Why Sales Teams Hate NetSuite CRM
The complaints are always the same:
Too many required fields on the opportunity record
Stages do not match how they actually sell
No visibility into what happens after the deal closes (fulfillment, invoicing)
Reporting is confusing or does not show what management actually needs
The interface feels like an accounting system, not a sales tool
These are all configuration problems, not platform limitations. NetSuite CRM can be configured to feel lightweight for reps while still capturing the data finance and operations need.
What a Good CRM Setup Looks Like
Stages that match your sales process
Map your actual sales stages (not a generic template) to opportunity statuses. Each stage should have clear entry criteria and a probability percentage that reflects historical close rates, not aspirational ones.
Minimal required fields at creation, more at close
Do not force reps to fill in 15 fields to create an opportunity. Require company, amount, and expected close date at creation. Use workflow-driven field requirements that trigger as the deal progresses through stages.
Clean forms with role-based views
Sales reps see a simplified opportunity form. Sales managers see the same form plus forecasting fields. Finance sees the form plus revenue and billing fields. Same record, different views based on role.
Pipeline reporting that management trusts
Build saved searches that show pipeline by stage, by rep, by expected close month. Weight by probability. Compare against quota. Make this the single source of truth for the weekly sales meeting.
Quote-to-order handoff without re-entry
When a deal closes, the opportunity should convert to a sales order without anyone re-typing line items.

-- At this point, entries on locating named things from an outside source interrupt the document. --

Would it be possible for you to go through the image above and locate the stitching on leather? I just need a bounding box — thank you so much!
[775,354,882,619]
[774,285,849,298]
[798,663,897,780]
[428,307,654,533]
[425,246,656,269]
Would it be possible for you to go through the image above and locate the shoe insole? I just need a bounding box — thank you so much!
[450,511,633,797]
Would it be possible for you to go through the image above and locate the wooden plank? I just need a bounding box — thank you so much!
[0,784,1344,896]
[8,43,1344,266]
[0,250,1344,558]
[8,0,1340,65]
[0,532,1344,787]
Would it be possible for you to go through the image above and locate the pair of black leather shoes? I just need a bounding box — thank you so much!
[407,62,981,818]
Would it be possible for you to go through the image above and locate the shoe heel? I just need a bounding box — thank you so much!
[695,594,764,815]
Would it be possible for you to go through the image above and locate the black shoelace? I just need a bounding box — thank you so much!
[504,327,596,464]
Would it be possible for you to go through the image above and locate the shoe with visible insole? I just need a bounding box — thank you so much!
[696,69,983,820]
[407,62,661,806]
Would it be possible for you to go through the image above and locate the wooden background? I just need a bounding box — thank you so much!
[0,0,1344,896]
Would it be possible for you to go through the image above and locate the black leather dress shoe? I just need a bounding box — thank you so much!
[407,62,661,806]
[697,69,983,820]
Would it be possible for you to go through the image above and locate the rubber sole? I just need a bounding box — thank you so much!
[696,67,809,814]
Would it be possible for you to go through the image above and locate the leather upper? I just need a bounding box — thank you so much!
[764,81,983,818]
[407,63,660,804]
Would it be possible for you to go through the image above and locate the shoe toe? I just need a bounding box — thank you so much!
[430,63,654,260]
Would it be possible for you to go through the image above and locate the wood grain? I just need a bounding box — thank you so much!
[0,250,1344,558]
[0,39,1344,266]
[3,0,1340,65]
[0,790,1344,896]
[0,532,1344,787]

Configure the opportunity-to-sales-order conversion so the handoff to operations is clean.
The NetSuite CRM Advantage
The biggest advantage of NetSuite CRM over standalone CRM tools (Salesforce, HubSpot) is that it lives in the same system as your financials. When a deal closes, you do not need an integration to create the sales order, generate the invoice, or recognize revenue. The data flows natively. This eliminates sync issues, reduces manual handoffs, and gives finance real-time visibility into the pipeline without waiting for a nightly data sync.
When NetSuite CRM Is Not Enough
NetSuite CRM is not a marketing automation platform. It does not have built-in email sequencing, lead scoring, or website visitor tracking at the level of HubSpot or Marketo. If your sales motion is heavily inbound and marketing-driven, you may need a marketing platform that integrates with NetSuite CRM rather than replacing it. The key is keeping NetSuite as the system of record for opportunities and revenue, even if lead generation happens elsewhere.
How We Build CRM Solutions
CRM configuration requires understanding both the sales process and the system. We collaborate directly with your sales leadership and end users to map their actual workflow before touching configuration. The result is a CRM that reflects how your team sells, not how a generic demo looks.
Our expertise spans the full NetSuite stack. CRM does not exist in isolation. Lead-to-opportunity connects to quote-to-order connects to revenue recognition. We design the CRM with downstream processes in mind so data flows cleanly through the entire system.
Post-launch, StrongSupport keeps your CRM evolving. As your sales process changes, your pipeline stages shift, or your reporting needs grow, your support team already knows the system and can make adjustments without a new discovery phase.
If your sales team is not using NetSuite CRM, the problem is almost certainly configuration, not capability. A focused 2-3 week engagement to redesign forms, stages, and reporting can turn it from an ignored module into the system your team actually opens every morning.